Da padre, in figlio
Un passaggio necessario
– Pà. Dammi le chiavi della macchina. Devo uscire.
– E dove vai?
– Vado. Esco. Dammi le chiavi.
E’ da frasi come queste che mi figuro l’inizio di quel viaggio metaforico – dentro e fuori di sé – a cui ogni figlio è prima o poi chiamato, ed è sempre da qui che hanno avvio alcune mie riflessioni, la cui portata mi spinge a partire da molto lontano. Ma facciamo un passo indietro. Un tempo, l’imperativo “dammi”, non era forse impiegato in via esclusiva dal vecchio pater familias? Una forma verbale, questa, che – paradossalmente – laddove fosse oggi pronunciata da un padre al figlio, suonerebbe sempre più in netta controtendenza rispetto alla realtà in cui siamo immersi. Se difatti nella visione ormai passata e più tradizionalmente intesa come patriarcale, il padre era identificato in colui che emanava le punizioni più severe e da cui discendevano le sorti del figlio in virtù del potere indiscutibile della legge, per converso, quello di oggi è un padre che vive in tutt’altra era. Veloce. Pulsionale. Sovversiva. In quest’era, evidentemente, non vi è più posto per il differimento della gratificazione del desiderio, cosicché il figlio è sempre, prontamente, soddisfatto (per un approfondimento si rimanda agli articoli “Il padre – Un’identità evaporata in questo nostro tempo” e “Il complesso di Edipo – All’alba della legge del padre”).

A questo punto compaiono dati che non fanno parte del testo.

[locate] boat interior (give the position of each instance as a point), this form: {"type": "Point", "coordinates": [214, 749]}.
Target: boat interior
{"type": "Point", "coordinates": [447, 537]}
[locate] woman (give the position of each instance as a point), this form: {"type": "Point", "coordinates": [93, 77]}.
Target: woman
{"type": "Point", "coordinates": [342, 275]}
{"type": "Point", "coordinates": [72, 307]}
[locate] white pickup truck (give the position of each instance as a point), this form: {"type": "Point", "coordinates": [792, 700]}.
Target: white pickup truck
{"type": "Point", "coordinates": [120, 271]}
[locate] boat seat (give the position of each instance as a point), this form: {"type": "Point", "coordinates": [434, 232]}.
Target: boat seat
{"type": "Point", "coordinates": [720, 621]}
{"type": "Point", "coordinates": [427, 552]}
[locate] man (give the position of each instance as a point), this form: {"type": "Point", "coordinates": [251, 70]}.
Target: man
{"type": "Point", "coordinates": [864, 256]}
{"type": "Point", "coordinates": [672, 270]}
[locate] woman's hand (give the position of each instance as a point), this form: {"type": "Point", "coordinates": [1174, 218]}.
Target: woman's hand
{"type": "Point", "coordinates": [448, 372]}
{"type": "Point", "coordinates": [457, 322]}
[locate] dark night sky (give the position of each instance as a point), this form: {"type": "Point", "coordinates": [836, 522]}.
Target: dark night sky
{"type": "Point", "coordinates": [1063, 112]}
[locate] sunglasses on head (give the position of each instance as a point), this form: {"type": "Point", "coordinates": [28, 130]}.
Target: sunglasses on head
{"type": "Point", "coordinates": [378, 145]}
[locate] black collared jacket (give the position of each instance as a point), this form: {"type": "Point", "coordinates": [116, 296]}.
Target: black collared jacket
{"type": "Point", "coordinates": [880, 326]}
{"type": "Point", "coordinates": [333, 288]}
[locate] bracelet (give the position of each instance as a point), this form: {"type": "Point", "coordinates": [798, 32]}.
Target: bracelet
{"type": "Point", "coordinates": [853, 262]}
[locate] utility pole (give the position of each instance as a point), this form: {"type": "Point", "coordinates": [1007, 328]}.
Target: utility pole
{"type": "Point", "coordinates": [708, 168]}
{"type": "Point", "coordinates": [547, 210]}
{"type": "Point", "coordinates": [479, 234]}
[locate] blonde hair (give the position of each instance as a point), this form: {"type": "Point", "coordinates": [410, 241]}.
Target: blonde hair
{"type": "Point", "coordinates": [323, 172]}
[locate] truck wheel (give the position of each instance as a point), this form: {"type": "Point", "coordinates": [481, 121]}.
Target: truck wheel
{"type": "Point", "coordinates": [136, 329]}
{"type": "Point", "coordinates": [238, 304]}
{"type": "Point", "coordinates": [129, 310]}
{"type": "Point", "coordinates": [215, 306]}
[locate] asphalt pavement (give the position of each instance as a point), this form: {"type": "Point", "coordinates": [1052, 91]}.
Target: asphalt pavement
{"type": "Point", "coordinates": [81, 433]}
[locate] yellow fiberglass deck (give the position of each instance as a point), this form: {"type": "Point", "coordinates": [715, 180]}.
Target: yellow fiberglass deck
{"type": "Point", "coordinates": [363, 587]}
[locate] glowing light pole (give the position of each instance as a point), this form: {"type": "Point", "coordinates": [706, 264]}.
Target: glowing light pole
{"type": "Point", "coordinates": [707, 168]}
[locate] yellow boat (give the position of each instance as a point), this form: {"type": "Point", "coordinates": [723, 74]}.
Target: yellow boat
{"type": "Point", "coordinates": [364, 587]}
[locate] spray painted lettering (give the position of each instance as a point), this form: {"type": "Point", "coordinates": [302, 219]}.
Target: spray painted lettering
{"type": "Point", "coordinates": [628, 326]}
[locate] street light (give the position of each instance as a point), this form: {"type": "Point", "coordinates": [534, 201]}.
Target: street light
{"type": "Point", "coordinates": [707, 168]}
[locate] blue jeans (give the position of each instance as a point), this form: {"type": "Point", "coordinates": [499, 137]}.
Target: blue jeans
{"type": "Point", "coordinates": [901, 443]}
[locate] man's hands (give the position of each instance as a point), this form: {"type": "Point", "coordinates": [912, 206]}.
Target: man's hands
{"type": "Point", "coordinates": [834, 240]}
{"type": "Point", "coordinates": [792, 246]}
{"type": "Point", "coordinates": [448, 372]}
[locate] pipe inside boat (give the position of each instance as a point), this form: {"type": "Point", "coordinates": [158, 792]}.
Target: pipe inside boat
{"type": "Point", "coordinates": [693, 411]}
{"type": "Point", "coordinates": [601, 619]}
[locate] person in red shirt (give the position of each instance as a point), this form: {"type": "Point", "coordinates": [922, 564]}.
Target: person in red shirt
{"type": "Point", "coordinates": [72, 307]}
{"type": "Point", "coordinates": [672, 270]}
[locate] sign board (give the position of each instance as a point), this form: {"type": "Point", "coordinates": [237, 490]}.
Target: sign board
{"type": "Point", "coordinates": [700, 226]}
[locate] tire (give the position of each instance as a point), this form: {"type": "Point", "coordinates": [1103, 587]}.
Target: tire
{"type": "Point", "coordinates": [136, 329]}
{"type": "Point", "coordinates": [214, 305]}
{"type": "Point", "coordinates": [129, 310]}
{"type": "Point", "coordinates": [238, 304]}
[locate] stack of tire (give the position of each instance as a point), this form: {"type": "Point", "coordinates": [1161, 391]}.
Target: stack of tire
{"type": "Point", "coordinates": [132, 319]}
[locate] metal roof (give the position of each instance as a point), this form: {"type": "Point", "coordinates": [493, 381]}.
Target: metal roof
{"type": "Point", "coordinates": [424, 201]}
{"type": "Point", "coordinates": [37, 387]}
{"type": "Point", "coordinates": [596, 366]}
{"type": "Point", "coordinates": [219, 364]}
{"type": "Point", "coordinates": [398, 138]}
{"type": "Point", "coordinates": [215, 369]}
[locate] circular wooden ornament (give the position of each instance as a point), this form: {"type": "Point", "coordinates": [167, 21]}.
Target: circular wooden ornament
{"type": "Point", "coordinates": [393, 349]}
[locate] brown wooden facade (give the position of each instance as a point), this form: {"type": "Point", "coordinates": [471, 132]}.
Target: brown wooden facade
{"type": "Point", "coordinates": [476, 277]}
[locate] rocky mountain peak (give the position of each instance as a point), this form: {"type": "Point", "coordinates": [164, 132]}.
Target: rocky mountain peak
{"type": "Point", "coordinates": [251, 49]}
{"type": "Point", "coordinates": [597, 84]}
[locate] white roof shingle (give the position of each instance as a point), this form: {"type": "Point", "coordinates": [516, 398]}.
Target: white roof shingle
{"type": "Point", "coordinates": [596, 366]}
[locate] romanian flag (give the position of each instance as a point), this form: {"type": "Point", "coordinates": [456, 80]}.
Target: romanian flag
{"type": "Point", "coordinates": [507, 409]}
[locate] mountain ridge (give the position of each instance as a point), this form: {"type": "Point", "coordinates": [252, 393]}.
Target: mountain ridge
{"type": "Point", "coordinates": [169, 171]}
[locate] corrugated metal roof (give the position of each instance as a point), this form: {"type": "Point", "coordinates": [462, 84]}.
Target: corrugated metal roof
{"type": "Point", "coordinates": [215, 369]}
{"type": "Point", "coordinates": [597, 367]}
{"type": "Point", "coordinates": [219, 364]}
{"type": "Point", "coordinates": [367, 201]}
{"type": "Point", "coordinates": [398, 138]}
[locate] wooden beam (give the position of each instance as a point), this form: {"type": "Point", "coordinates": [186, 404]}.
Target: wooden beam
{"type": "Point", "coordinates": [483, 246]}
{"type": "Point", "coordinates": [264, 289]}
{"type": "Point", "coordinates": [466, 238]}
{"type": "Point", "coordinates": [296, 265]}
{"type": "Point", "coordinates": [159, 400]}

Ma in questa società iper moderna, in cui le figure del padre e della madre attraversano una crisi di valore tanto profonda (per un approfondimento si rimanda all’articolo “La madre – Una morbida danza fra assenza a presenza”), che destino attende il figlio? E cosa significa essere figlio? Pensare al figlio implica in primis la concezione di un’alterità. Che vi sia un soggetto leggibile cioè come “altro” dalle proprie radici e pertanto, al di là delle apparenze, psichicamente distinto dal suo nucleo di provenienza.
Ed è proprio in ragione di questa alterità primaria e incontrovertibile, rispetto al proprio padre, che il figlio andrebbe dallo stesso padre considerato in qualche modo come una terra straniera, inconoscibile nel suo profondo: il padre dovrebbe accettare questo limite intrinseco all’alterità filiale e rispettare “il segreto” che il figlio porta con sé, senza di contro negarlo o sostituirvi il suo presunto ed antico diritto di proprietà.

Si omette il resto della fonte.